Let's say you want to build a powerboat and do some cruising on a tight budget. You're in no particular rush, but you do want some independence. You like doing a few hours a day on the water, then checking out a new seaside town for a while. You hate hanging around the fuel dock. You're happy with the speed of sailboats, but you motor most of the time anyway. You want enough space to live aboard for a few months, but you also want a boat that's small enough to avoid undue attention from folks who want your money.
If that sounds like you, the Bonaventure 570 just might be your boat. At 2.9 tonnes loaded and just 5.7 m (18'7") long, she can be towed over land by any pickup truck and will fit in a 20' shipping container. With a balanced, double-ended full displacement hull, she can carry a huge load of provisions with ease, and will be far more comfortable in rough seas than just about any other powerboat of this length.
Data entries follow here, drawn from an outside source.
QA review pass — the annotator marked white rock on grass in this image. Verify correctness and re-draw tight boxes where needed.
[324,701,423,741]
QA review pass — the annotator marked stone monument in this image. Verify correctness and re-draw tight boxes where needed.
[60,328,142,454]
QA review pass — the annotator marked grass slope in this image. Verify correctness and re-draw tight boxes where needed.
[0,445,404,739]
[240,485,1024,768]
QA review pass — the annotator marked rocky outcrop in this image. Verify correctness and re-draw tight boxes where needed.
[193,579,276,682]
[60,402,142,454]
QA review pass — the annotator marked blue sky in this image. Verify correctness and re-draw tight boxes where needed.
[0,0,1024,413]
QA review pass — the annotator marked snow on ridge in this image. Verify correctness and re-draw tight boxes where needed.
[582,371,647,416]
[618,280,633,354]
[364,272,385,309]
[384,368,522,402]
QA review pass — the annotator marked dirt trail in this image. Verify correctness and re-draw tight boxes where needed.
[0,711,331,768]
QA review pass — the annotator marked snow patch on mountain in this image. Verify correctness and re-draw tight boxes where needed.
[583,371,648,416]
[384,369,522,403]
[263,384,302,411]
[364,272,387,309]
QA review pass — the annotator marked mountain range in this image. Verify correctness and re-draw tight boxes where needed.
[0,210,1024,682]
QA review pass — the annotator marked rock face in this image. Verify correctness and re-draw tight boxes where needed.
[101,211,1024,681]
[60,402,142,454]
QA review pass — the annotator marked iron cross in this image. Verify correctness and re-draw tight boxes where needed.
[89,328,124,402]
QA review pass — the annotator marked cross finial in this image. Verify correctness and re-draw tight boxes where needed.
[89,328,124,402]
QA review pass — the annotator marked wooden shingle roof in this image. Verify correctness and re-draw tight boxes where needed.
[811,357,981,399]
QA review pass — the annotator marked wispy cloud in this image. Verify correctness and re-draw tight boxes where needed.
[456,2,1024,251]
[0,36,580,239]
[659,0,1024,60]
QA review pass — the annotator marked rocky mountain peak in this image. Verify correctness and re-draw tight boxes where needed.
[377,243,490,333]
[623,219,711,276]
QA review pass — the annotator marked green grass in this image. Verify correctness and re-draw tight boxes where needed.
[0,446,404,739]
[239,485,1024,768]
Her lines include a substantial box skeg for directional stability and to get the engine down low. Lacking a transom, she'll be able to take considerably bigger seas on the stern than most 19-footers, but she still has enough bearing aft to keep from squatting at speed when she's loaded down with gear. A flat keel, 70 cm wide at midship, is armoured and ballasted with 25 mm (1") steel plate so that she can take the ground at will. 12 kW (16 hp) will give her a 5 knot top speed with plenty of power on tap for punching into a head wind. (For those who want more speed, longer versions are on the way.)
Her commercial-style pilothouse offers standing headroom for a proper helm station and a galley large enough to actually cook in. Under the foredeck, a V-berth / dinette can seat four for lunch, or can sleep two. On passage, lee cloths will keep the off-watch crew in place; in harbour, a filler cushion turns this area into a comfortable landlubber-size double berth. The front of the engine can be checked from inside the cabin, and a large hatch in the cockpit sole allows easy access to the entire powertrain without dismantling any furniture. Her hull is divided into sealed compartments by watertight bulkheads, some of which also form her large integral fuel tanks.
She'll be designed for one-off construction in cold moulded wood. Her structural and construction drawings are currently being prepared, and will be available as stock plans.